# Whats your favorite comfort food?



## Hopefull (Dec 1, 2006)

My favorite comfort food is rogan gosh curry MMMMM........curry.










Whats yours?

Bailee


----------



## sebastian (Aug 11, 2004)

God, that looks delicious right now. Where's the drooling emoticon?


----------



## invisible.ink (Feb 2, 2007)

sour cream enchiladas


----------



## FeelingFake123 (Feb 5, 2007)

pizzzzzza


----------



## Rozanne (Feb 24, 2006)

Mashed potato with butter; baby food.

Although that curry does look particularly nice, yum yum.

...Scotish Fisherman's Pie.

Haggis is gorgeous too.

Have you seen Hook where all the little orphaned boys are imagining an elaborate lay of colourful food?


----------



## Guest (Feb 7, 2007)

And a couple of cold beers 

G


----------



## Rozanne (Feb 24, 2006)

(icecream around mouth what was that?


----------



## Guest (Feb 7, 2007)




----------



## Rozanne (Feb 24, 2006)

Of all the things I thought possible on this forum, I drew the line at having lunch, but it works!


----------



## enngirl5 (Aug 10, 2004)

White Chocolate Reese's Cups.

I also find myself craving Mexican food lately. Anything with sour cream.


----------



## Guest (Feb 7, 2007)




----------



## Max_Power (Oct 26, 2006)

^is that a person! aha thats awesome! I love it.

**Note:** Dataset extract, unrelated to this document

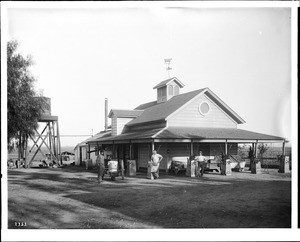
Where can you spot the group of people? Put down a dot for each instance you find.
(156, 159)
(153, 163)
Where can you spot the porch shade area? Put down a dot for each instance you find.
(187, 134)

My favorite comfort food would have to be miss vickeys jalapeno chips and vex. mm mmm mm. damn! now i'm hungry and thirsty!


----------



## invisible.ink (Feb 2, 2007)

I'm hungry, too. I want Reese's.
Max, I love your signature.


----------



## Max_Power (Oct 26, 2006)

invisible.ink said:


> I'm hungry, too. I want Reese's.
> Max, I love your signature.


why thank you  and i want reese's too... i think i just might have to devise a plan to aquire some $$.... hmm


----------



## PPPP (Nov 26, 2006)

now I want to go cook. ... but I have to study instead


----------



## Rozanne (Feb 24, 2006)

Soup:


----------



## Milan (May 29, 2005)

Goulash, walnut strudel and you cant go past pasta!


----------



## Martinelv (Aug 10, 2004)

GIANT SQUID! Or something with nails and arsenic in it.

No, a KFC Bargin Bucket. 10 pieces of coronary inducing chicken, and ten packets of salt with a few chips in it. Oh, and a lava-hot corn-on-the-cob. Scrum-diddly-umptious.


----------



## Guest (Feb 8, 2007)

For Martinelv:










Hope your tooth ache gets better soon!


----------